The reason why the concept of contempt exists is to insulate the institution from unfair criticism and prevent a fall in the judiciary’s reputation in the public eye.

However, this raises the dilemma between the part of contempt law that criminalises anything that “scandalises or tends to scandalise” the judiciary and freedom of speech and expression (under the article 19), especially in the era of social media.

Thus, the current issue has once again brought under focus on the need for reviewing the law on Contempt of Courts.

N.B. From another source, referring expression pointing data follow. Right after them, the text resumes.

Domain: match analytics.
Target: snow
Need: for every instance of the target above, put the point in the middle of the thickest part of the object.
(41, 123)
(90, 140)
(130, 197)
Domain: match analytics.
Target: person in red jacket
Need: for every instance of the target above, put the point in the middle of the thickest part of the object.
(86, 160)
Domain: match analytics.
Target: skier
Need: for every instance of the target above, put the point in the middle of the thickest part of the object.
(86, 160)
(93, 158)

  • Contempt of Court refers to the offence of showing disrespect to the dignity or authority of a court.
  • The objective for contempt is stated to be to safeguard the interests of the public if the authority of the Court is denigrated and public confidence in the administration of justice is weakened or eroded.
  • The Supreme Court and High Courts derive their contempt powers from the Constitution.
  • The Contempt of Court Act, 1971, outlines the procedure in relation to investigation and punishment for contempt.
  • The Act divides contempt into civil and criminal contempt.
    • Civil contempt refers to the willful disobedience of an order of any court.
    • Criminal contempt includes any act or publication which:
      • Scandalises the court,
      • Prejudices any judicial proceeding
      • Interferes with the administration of justice in any other manner.
  • ‘Scandalising the Court’ broadly refers to statements or publications which have the effect of undermining public confidence in the judiciary.

Arguments Against

  • Against Civil Liberties: A law for criminal contempt gets in conflict with India’s democratic system which recognises freedom of speech and expression as a fundamental right.
    • In this manner, the judiciary draws resemblance with the executive, in using laws for a chilling effect on freedom of speech.
    • Former Justice of Supreme Court, V.R. Krishna Iyer, famously termed the law of contempt as “having a vague and wandering jurisdiction, with uncertain boundaries; contempt law, regardless of the public good, may unwittingly trample upon civil liberties”.
  • Wide Scope of Contempt: The definition of criminal contempt in India is extremely wide, and can be easily invoked. Also, suo motu powers of the Court to initiate such proceedings only serve to complicate matters.
    • Further, the Contempt of Courts Act was amended in 2006, to add truth and good faith as valid defences for contempt, but they are seldom entertained by the judiciary.
  • International Disuse of Contempt Doctrine: Already, contempt has practically become obsolete in foreign democracies, with jurisdictions recognising that it is an archaic law. For example:
    • England abolished the offence of “scandalising the court” in 2013.
    • Canada ties its test for contempt to real, substantial and immediate dangers to the administration.
    • American courts also no longer use the law of contempt in response to comments on judges or legal matters.

Arguments in Favour

  • High Number of Contempt Cases: There still exists a high number of civil and criminal contempt cases pending in various High Courts and the Supreme Court.
    • The high number of cases justify the continuing relevance of the contempt of court law.
  • Affecting Judiciary’s Reputation: Amendment in the definition of contempt may reduce the overall impact of the law and lessen the respect that people have for courts and their authority and functioning.
    • Also by abolishing the offence in India would leave a legislative gap.
  • Constitutional Source of Contempt Power: Supreme Court and High Courts derive their contempt powers from the Constitution. The Contempt of Court Act, 1971, Act only outlines the procedure in relation to investigation and punishment for contempt.
    • Therefore, deletion of the offence from the Act will not impact the inherent constitutional powers of the superior courts to punish anyone for its contempt.
    • These powers will continue to remain, independent of the 1971 Act.
  • Impact on Subordinate Courts: The Constitution allows superior courts to punish for their contempt. The Contempt of Court Act additionally allows the High Court to punish for contempt of subordinate courts.
    • Thus, if the definition of contempt is removed, subordinate courts will suffer as there will be no remedy to address cases of their contempt.
  • Adequate Safeguards: The Commission noted that there are several safeguards built into the Act to protect against its misuse.
    • For instance, the Act contains provisions which lay down cases that do not amount to contempt and cases where contempt is not punishable.
    • These provisions suggest that the courts will not prosecute all cases of contempt.

The Law Commission of India held that there is a need to retain the provision regarding the contempt of courts. However, it also recommended the definition of contempt in the Contempt of Court Act should be restricted to civil contempt, i.e., willful disobedience of judgments of the court.

Further, in the era of social media, besides the need to revisit the law on criminal contempt, even the test for contempt needs to be evaluated.